Broken bridge of Souphanouvong
About 25 km from Salavan town you can find a broken bridge named the Khua Ban Danh Bridge. It was designed by the ‘red prince’ Mr. Souphanouvong and built by workers in 1942. In 1968 it was bombed down and destroyed by planes of the US Air Force when they tried to cut off one of the suply lines of the Ho Chi Minh Trail. Souphanouvong became the first president of the Lao People’s Democratic Republic after the revolution of 1975.

Kengku waterfall
Located in Vapi District, in the village named Ban Suliya you can find the Kengku waterfall.

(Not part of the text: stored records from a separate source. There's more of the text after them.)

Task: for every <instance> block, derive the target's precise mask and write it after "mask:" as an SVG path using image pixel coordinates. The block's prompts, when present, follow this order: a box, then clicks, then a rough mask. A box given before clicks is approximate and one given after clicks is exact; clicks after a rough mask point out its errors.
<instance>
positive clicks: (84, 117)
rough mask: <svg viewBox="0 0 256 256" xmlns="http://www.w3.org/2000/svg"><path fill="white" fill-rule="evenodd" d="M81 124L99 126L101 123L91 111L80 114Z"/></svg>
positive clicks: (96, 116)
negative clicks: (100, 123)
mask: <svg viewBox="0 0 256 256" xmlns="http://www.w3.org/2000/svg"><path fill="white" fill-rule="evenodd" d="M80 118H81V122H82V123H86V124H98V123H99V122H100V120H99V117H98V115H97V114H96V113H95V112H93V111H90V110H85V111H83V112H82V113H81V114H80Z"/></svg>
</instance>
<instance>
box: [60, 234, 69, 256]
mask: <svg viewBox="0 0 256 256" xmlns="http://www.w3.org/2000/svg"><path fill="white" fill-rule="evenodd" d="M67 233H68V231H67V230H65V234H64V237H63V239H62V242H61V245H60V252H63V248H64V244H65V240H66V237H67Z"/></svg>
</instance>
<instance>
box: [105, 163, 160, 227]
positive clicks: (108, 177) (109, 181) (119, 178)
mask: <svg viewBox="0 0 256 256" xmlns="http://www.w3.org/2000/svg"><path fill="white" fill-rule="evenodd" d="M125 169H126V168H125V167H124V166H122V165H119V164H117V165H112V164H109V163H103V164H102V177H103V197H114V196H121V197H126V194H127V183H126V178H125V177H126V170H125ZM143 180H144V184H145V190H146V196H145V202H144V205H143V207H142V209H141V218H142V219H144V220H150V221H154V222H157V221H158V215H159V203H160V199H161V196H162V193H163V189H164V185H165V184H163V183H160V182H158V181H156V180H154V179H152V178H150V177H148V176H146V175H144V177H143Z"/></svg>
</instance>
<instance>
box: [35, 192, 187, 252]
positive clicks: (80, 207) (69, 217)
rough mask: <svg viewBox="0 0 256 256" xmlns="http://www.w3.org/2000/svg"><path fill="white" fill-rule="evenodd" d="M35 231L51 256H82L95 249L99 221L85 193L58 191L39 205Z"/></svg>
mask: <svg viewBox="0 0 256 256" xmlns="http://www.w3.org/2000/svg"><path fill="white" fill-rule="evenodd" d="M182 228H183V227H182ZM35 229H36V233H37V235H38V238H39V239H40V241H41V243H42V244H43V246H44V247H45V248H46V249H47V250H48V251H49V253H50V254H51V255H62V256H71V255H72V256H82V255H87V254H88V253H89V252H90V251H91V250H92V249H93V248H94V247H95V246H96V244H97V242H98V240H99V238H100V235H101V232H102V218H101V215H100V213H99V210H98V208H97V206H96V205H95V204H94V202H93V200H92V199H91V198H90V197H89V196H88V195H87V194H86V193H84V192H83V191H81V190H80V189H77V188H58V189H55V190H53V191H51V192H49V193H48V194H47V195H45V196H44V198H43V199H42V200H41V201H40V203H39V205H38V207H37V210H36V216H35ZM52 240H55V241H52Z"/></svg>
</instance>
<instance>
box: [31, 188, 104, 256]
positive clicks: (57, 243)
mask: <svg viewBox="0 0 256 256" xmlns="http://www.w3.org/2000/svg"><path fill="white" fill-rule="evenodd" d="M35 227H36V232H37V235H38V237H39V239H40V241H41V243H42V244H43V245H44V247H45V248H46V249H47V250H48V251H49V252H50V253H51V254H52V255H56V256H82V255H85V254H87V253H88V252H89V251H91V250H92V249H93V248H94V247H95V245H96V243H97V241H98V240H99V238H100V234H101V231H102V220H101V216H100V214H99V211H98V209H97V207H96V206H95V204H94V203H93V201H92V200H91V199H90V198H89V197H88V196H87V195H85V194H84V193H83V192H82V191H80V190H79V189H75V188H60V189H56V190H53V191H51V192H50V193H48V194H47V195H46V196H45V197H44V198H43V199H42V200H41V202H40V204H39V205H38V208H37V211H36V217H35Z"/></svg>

The Sedone and Xe Set come together here and nature formed a nice area to visit.

Salavan town
The town is worth a night or two if you are in the area. The city was completely destroyed around 1971-1972 in the Indochina War but despite this you can find charm and some nice things in the city. The statue of Ong Keo (one of the leaders who resisted French colonial occupation) is interesting and worth a stop and close to the hospital you can find his stupa. The market is nice to visit and you might see people from different ethnic groups visiting the market to sell and buy things.

Sekong
This province was only created in 1984. Before the villages and lands of the province were part of Salavan and Attapeu provinces. It’s a very diverse province in terms of ethnicity of its people. Most people in the province are not Buddhist and temples are not seen in most of the villages and towns of Sekong. It’s the second smallest province of the country and it covers an area of 7,665 square kilometers (the smallest province is Bokeo in the north of the country). Sekong has some amazing natural areas and coffee plantations are also to be found in the province.

Ban Kokphountai
Ban Kokphoungtai (Thatheng District) is visited by tourists and gives an impression of the Katu people living in the village. There are currently two places to stay in the village (July 2020) and Mr. Hook is offering tours and trekkings in and around the village. Be respectful to the locals and keep in mind that the village is different from the cities (with mainly Vietnamese, Chinese and Lao people) and the villages in the lowlands (mostly Lao Loum people).